Wednesday, October 25, 2006

Val and The Italian Patio Boys's the next column for the LIA. I'm going to stop counting them down now and just tell you that yes, this piece appeared in print in a real paper that people read.

There’s a brown, webbed folding chair that sits at the head of a driveway down on Park Street in south Patchogue. This particular chair use to belong to Val DeCarlo, a long time resident of Patchogue and a retired English teacher in the Patchogue-Medford School District. The DeCarlo’s lived in that house for as long as I can remember and moved to Louisiana last year to be closer to their daughter. It’s odd to see that chair still sitting there and I wonder if the new owners have left it on purpose, a shrine to one of the more fascinating people who has ever walked through my life.

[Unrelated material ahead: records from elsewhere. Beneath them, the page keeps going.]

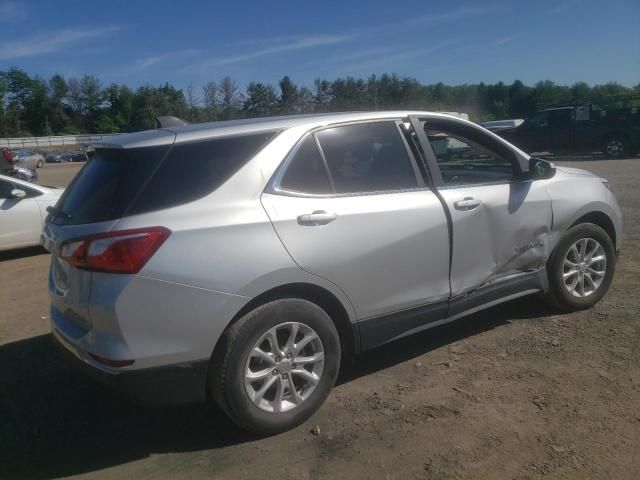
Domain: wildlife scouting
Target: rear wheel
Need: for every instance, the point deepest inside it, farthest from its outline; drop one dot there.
(581, 267)
(276, 365)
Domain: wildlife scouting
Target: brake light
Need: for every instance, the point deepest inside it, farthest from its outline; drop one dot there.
(8, 155)
(123, 251)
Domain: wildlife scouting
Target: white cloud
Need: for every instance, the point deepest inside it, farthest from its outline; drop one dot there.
(457, 14)
(388, 60)
(299, 43)
(11, 11)
(49, 43)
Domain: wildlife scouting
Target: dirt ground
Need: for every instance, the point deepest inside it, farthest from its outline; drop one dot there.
(515, 392)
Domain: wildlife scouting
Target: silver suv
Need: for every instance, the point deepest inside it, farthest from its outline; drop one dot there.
(243, 261)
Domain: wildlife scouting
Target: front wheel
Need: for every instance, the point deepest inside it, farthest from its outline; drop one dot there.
(581, 267)
(614, 147)
(276, 365)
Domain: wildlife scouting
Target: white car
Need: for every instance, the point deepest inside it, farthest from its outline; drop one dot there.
(23, 208)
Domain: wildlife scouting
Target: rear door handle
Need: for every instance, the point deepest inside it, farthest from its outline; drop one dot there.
(318, 217)
(467, 203)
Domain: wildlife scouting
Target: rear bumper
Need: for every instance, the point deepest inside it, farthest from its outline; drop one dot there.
(176, 384)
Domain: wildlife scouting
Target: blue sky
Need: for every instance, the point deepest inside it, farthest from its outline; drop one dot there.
(138, 42)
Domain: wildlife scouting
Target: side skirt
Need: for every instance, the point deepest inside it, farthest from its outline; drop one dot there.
(382, 329)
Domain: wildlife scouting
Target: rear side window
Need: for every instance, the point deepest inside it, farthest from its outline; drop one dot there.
(306, 172)
(119, 182)
(367, 157)
(193, 170)
(108, 184)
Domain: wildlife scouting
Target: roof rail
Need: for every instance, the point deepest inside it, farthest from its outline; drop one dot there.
(165, 121)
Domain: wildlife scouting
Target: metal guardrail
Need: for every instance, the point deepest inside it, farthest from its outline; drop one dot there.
(53, 141)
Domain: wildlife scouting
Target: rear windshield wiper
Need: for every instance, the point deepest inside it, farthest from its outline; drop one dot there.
(56, 212)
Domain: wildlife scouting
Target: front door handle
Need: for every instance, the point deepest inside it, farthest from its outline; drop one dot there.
(467, 203)
(318, 217)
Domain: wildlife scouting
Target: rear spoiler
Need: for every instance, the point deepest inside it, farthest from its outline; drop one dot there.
(165, 121)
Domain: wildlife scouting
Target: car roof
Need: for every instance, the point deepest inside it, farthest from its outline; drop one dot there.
(557, 108)
(201, 131)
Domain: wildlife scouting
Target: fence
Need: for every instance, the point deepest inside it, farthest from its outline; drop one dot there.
(54, 141)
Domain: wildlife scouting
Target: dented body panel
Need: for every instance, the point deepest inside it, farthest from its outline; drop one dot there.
(396, 261)
(506, 234)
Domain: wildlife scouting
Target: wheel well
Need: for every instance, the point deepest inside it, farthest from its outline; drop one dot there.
(600, 219)
(349, 339)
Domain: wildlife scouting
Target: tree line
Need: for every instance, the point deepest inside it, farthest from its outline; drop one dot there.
(37, 106)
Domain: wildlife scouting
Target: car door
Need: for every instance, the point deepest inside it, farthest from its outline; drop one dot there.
(500, 220)
(20, 218)
(560, 132)
(350, 205)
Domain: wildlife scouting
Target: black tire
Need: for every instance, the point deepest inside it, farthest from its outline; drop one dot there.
(615, 146)
(227, 371)
(559, 294)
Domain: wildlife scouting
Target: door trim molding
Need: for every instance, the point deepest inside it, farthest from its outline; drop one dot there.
(381, 329)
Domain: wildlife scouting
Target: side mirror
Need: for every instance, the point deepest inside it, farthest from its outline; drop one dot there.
(540, 169)
(17, 193)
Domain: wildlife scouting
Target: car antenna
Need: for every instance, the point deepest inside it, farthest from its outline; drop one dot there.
(165, 121)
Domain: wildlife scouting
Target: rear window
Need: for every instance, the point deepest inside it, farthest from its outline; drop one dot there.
(120, 182)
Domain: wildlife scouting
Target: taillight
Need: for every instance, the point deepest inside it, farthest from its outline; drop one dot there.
(8, 155)
(123, 251)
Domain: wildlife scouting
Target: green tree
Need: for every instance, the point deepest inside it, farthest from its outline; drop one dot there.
(260, 100)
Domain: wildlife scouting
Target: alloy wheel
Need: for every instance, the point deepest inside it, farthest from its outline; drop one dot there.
(615, 147)
(584, 267)
(284, 367)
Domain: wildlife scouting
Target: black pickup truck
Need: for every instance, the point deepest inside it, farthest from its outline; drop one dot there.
(579, 129)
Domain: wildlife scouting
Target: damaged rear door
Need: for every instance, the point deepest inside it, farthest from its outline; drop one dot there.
(499, 219)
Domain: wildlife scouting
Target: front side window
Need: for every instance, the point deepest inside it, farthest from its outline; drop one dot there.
(463, 161)
(367, 157)
(306, 172)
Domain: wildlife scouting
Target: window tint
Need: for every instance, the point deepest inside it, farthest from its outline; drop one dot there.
(463, 161)
(118, 182)
(306, 172)
(106, 185)
(367, 157)
(193, 170)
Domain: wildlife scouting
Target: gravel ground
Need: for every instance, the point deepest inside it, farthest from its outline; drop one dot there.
(515, 392)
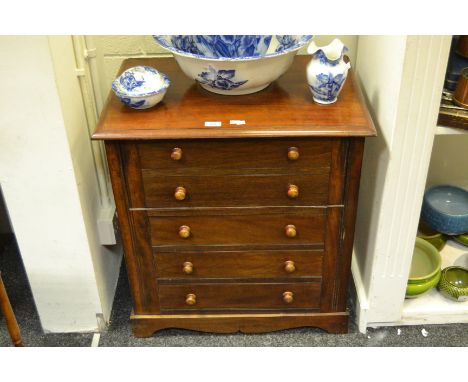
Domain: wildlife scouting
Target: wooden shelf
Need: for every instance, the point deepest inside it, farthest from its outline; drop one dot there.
(433, 307)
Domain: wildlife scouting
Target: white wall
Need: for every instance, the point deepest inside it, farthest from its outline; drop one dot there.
(46, 181)
(106, 259)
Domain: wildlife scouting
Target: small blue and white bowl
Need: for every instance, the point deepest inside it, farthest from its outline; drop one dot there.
(233, 64)
(141, 87)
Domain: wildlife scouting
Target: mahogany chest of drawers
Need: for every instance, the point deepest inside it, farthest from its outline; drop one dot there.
(237, 227)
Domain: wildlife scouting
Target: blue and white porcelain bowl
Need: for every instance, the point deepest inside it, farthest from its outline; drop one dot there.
(141, 87)
(233, 64)
(445, 209)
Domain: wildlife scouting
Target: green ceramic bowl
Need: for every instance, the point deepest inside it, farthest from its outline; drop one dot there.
(437, 239)
(425, 263)
(418, 289)
(462, 239)
(454, 283)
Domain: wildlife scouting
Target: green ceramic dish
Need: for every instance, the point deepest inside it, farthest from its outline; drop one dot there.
(418, 289)
(437, 239)
(454, 283)
(425, 263)
(462, 239)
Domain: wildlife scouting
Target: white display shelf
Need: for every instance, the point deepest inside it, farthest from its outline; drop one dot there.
(442, 130)
(433, 307)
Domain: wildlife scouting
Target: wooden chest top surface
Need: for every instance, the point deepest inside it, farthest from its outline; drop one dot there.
(285, 108)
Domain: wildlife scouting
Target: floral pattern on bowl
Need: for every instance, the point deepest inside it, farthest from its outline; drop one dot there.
(140, 87)
(233, 47)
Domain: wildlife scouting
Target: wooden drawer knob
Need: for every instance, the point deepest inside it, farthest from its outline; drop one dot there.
(293, 153)
(176, 153)
(288, 297)
(290, 230)
(184, 231)
(190, 299)
(188, 267)
(180, 193)
(289, 266)
(293, 191)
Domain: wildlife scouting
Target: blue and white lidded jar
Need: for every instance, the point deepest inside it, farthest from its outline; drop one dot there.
(327, 71)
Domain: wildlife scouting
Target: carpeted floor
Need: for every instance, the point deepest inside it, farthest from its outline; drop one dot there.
(119, 332)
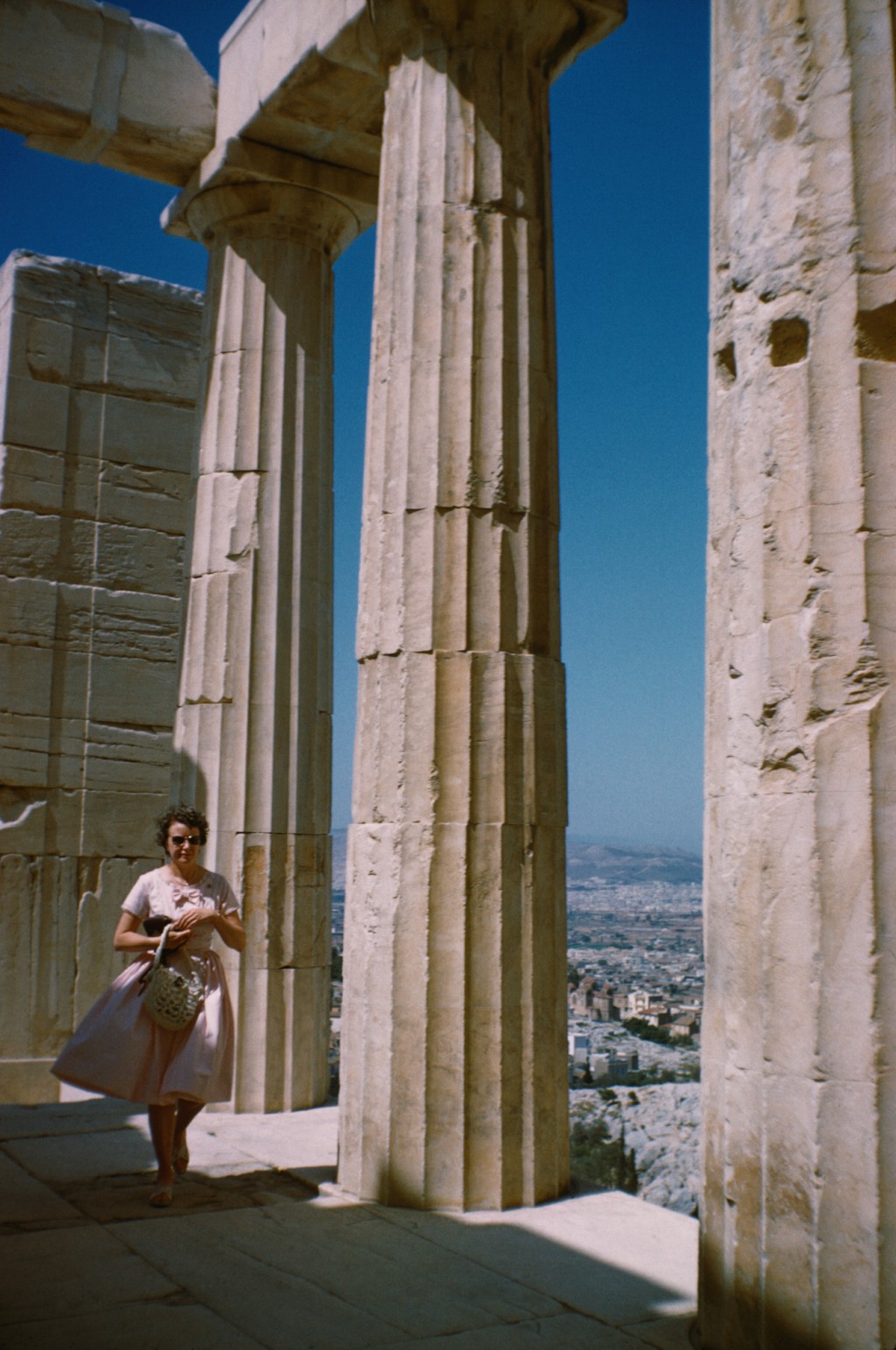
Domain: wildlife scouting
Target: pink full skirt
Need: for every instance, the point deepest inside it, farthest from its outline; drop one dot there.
(117, 1049)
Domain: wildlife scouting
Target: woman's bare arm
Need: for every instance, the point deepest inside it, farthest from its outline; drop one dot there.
(129, 937)
(228, 925)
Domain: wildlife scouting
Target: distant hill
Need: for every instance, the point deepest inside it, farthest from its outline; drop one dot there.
(587, 860)
(630, 865)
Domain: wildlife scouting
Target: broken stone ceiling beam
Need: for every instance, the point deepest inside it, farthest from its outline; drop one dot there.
(304, 79)
(89, 82)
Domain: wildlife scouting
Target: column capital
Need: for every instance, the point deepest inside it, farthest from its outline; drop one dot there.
(251, 191)
(554, 31)
(271, 211)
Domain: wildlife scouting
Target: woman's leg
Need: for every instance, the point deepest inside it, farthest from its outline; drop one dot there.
(162, 1136)
(186, 1113)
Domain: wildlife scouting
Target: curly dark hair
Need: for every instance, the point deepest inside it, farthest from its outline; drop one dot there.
(186, 815)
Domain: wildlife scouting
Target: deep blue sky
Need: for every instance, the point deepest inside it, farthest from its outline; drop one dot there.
(630, 150)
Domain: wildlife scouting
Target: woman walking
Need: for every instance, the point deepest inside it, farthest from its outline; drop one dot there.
(119, 1049)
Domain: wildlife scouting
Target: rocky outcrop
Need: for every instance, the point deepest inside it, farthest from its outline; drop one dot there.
(662, 1129)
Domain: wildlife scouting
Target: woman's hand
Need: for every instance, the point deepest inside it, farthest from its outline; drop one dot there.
(189, 920)
(227, 925)
(130, 939)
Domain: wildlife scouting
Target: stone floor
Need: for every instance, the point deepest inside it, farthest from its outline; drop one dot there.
(261, 1249)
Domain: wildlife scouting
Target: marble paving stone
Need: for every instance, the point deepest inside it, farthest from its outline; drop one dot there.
(440, 1292)
(296, 1140)
(575, 1252)
(26, 1200)
(569, 1332)
(666, 1333)
(74, 1270)
(239, 1265)
(144, 1326)
(126, 1198)
(84, 1158)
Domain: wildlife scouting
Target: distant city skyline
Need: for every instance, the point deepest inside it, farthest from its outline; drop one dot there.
(630, 153)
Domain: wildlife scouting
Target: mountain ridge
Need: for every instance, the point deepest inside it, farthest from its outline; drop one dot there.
(595, 860)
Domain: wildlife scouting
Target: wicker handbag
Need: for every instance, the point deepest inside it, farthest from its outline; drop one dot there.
(171, 998)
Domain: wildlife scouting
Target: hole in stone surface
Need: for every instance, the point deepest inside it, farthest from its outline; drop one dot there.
(876, 332)
(788, 340)
(726, 365)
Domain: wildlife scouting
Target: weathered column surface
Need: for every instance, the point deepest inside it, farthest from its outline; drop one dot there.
(453, 1081)
(254, 724)
(799, 1210)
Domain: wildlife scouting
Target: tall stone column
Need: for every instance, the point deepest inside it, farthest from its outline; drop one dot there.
(254, 723)
(799, 1208)
(453, 1068)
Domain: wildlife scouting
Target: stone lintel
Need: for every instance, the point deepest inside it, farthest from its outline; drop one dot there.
(89, 82)
(312, 79)
(304, 79)
(238, 162)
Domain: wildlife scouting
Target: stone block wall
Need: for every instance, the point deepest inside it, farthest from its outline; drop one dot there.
(97, 389)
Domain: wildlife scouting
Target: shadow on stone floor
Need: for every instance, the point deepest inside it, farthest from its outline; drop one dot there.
(250, 1256)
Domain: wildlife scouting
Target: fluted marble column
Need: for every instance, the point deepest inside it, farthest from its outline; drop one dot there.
(799, 1206)
(453, 1069)
(254, 723)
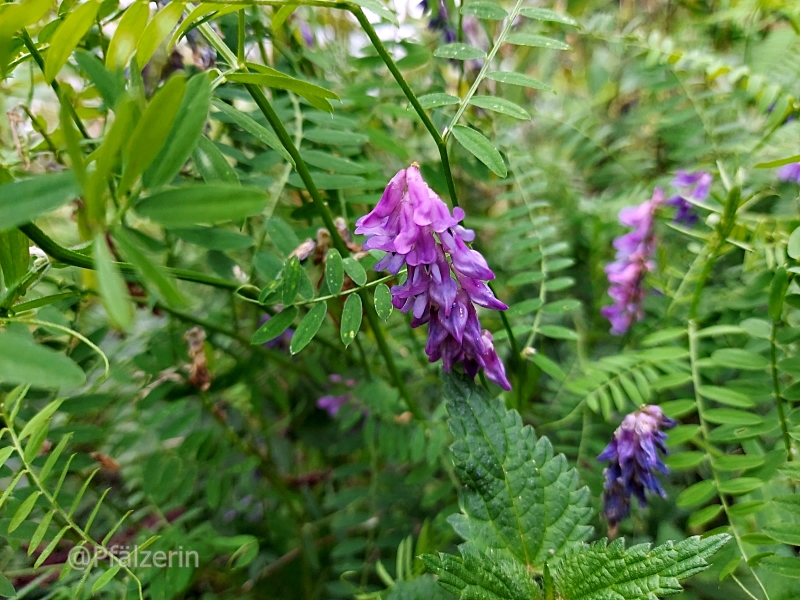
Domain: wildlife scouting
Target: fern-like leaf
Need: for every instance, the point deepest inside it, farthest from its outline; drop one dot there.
(520, 500)
(604, 571)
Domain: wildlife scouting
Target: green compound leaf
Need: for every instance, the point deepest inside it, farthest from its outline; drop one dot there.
(521, 501)
(482, 148)
(308, 327)
(478, 576)
(351, 318)
(603, 572)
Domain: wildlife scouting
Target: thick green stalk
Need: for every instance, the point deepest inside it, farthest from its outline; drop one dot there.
(324, 213)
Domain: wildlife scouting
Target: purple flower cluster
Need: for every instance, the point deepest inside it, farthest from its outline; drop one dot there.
(689, 185)
(790, 172)
(633, 261)
(634, 459)
(415, 229)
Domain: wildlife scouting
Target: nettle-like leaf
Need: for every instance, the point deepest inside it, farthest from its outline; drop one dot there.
(610, 572)
(520, 500)
(478, 576)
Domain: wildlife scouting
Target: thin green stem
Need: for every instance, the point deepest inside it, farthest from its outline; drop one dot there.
(486, 66)
(776, 390)
(31, 46)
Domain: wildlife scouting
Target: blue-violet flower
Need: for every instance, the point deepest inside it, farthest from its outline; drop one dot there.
(790, 172)
(445, 278)
(634, 455)
(633, 261)
(689, 185)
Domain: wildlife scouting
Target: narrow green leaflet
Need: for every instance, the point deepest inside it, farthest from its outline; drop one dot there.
(127, 34)
(211, 163)
(545, 14)
(484, 9)
(275, 326)
(518, 79)
(41, 194)
(383, 301)
(481, 148)
(521, 501)
(186, 131)
(153, 276)
(334, 271)
(14, 256)
(67, 37)
(152, 130)
(111, 285)
(478, 576)
(602, 572)
(437, 100)
(500, 105)
(459, 51)
(536, 41)
(211, 203)
(308, 327)
(257, 130)
(23, 362)
(351, 319)
(157, 31)
(355, 271)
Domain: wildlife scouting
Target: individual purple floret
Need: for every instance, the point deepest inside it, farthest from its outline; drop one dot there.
(634, 459)
(689, 185)
(445, 277)
(633, 261)
(790, 172)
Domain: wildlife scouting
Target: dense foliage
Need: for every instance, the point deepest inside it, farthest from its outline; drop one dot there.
(481, 299)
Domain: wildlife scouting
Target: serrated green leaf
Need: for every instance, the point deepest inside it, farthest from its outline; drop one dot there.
(477, 144)
(111, 285)
(474, 575)
(383, 301)
(521, 500)
(459, 51)
(308, 327)
(536, 41)
(500, 105)
(67, 37)
(512, 78)
(637, 573)
(545, 14)
(351, 318)
(334, 271)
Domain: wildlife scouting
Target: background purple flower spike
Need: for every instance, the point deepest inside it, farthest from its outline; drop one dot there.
(634, 454)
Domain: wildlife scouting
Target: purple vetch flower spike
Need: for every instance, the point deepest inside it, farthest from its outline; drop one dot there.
(634, 454)
(689, 185)
(445, 278)
(633, 261)
(790, 172)
(332, 404)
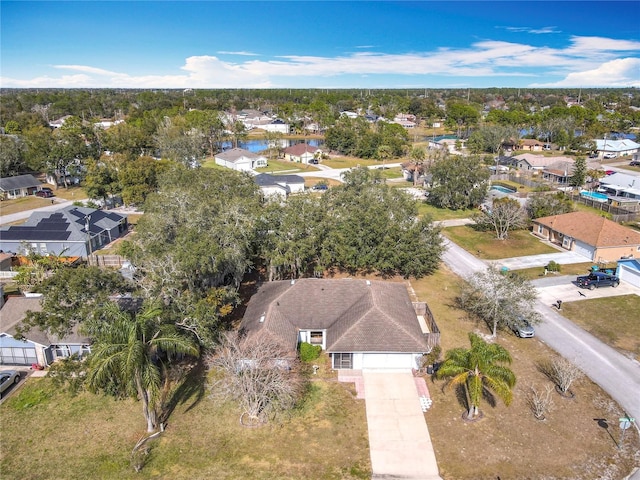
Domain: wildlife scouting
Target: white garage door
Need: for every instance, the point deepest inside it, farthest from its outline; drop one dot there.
(388, 360)
(629, 275)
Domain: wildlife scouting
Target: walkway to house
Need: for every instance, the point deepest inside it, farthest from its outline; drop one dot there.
(399, 441)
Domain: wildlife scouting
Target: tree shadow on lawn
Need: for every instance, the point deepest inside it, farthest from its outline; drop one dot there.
(192, 389)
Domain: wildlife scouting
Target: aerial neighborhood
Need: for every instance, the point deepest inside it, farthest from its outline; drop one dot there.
(417, 284)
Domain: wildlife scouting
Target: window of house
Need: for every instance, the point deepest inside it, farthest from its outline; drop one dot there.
(343, 360)
(315, 337)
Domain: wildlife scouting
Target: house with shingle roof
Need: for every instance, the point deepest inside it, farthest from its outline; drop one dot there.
(596, 238)
(37, 346)
(302, 153)
(361, 324)
(71, 231)
(19, 186)
(240, 159)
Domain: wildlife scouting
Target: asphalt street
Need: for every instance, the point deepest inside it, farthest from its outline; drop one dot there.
(618, 375)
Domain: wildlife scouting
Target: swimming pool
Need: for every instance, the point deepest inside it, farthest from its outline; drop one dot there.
(595, 196)
(500, 188)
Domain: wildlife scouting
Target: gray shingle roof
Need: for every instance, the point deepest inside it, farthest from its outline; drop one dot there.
(18, 182)
(359, 316)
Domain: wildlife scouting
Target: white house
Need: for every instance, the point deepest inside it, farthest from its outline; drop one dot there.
(240, 159)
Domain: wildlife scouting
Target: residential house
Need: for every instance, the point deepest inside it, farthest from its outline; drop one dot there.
(594, 237)
(531, 144)
(616, 148)
(279, 185)
(240, 160)
(19, 186)
(529, 162)
(71, 231)
(361, 324)
(302, 153)
(37, 347)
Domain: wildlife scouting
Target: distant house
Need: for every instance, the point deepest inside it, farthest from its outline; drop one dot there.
(72, 231)
(37, 347)
(594, 237)
(240, 160)
(279, 185)
(616, 148)
(537, 163)
(19, 186)
(361, 324)
(531, 145)
(301, 153)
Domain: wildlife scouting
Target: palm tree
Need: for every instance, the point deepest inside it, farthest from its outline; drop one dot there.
(478, 370)
(132, 352)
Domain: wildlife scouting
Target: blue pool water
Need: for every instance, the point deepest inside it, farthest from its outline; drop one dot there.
(500, 188)
(598, 197)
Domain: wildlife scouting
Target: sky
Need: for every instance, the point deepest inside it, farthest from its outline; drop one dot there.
(316, 44)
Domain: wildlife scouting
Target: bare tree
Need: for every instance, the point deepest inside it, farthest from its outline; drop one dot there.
(259, 374)
(540, 402)
(565, 373)
(505, 215)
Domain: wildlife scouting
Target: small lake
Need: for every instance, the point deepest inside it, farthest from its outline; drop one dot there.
(257, 146)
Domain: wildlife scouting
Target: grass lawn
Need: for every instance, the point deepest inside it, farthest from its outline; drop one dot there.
(53, 435)
(439, 214)
(614, 320)
(484, 244)
(349, 162)
(508, 442)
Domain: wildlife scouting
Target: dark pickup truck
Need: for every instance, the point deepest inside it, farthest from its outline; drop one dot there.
(598, 279)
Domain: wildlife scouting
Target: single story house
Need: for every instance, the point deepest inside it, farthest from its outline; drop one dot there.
(240, 159)
(279, 185)
(37, 347)
(71, 231)
(594, 237)
(617, 148)
(302, 153)
(621, 185)
(629, 271)
(19, 186)
(536, 163)
(531, 145)
(361, 324)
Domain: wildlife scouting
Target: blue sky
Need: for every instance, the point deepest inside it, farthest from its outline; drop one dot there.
(289, 44)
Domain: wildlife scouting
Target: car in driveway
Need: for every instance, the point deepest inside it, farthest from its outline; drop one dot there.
(522, 328)
(8, 378)
(597, 279)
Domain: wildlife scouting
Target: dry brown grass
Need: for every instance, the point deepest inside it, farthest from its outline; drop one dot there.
(508, 442)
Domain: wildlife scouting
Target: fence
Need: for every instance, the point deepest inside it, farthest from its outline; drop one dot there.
(108, 261)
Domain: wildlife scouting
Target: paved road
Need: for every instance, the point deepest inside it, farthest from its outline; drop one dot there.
(618, 375)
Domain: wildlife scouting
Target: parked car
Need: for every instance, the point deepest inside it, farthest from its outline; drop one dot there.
(7, 379)
(598, 279)
(522, 328)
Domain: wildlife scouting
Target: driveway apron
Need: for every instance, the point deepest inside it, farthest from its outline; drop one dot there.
(399, 439)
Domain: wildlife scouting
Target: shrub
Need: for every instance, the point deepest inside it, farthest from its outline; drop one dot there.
(309, 352)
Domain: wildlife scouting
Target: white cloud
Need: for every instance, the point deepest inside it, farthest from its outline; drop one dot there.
(592, 61)
(622, 72)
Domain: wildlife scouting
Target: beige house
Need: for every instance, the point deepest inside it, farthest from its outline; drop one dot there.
(592, 236)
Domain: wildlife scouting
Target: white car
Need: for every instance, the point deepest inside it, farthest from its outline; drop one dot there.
(7, 379)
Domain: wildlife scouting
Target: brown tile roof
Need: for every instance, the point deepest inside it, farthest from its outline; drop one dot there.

It was not easy to get an A or even a B on a paper written for Val’s class, and yet, I somehow managed too, a miraculous feat for someone who would often cut math in order to sit in the library and write those papers the day they were due. (I do my best work under pressure.) I doubt there were many who ever showed up without their work done, as he was not a teacher whose bad side you ever wanted to experience. And, as intimidating as he was, his classes were always full because in spite of the fear, you couldn’t help wanting to be there. I read my first R rated book, “The Godfather,” in his Ethnic Lit class. He had the best stories to tell and to this day, I still wonder if he really lived them.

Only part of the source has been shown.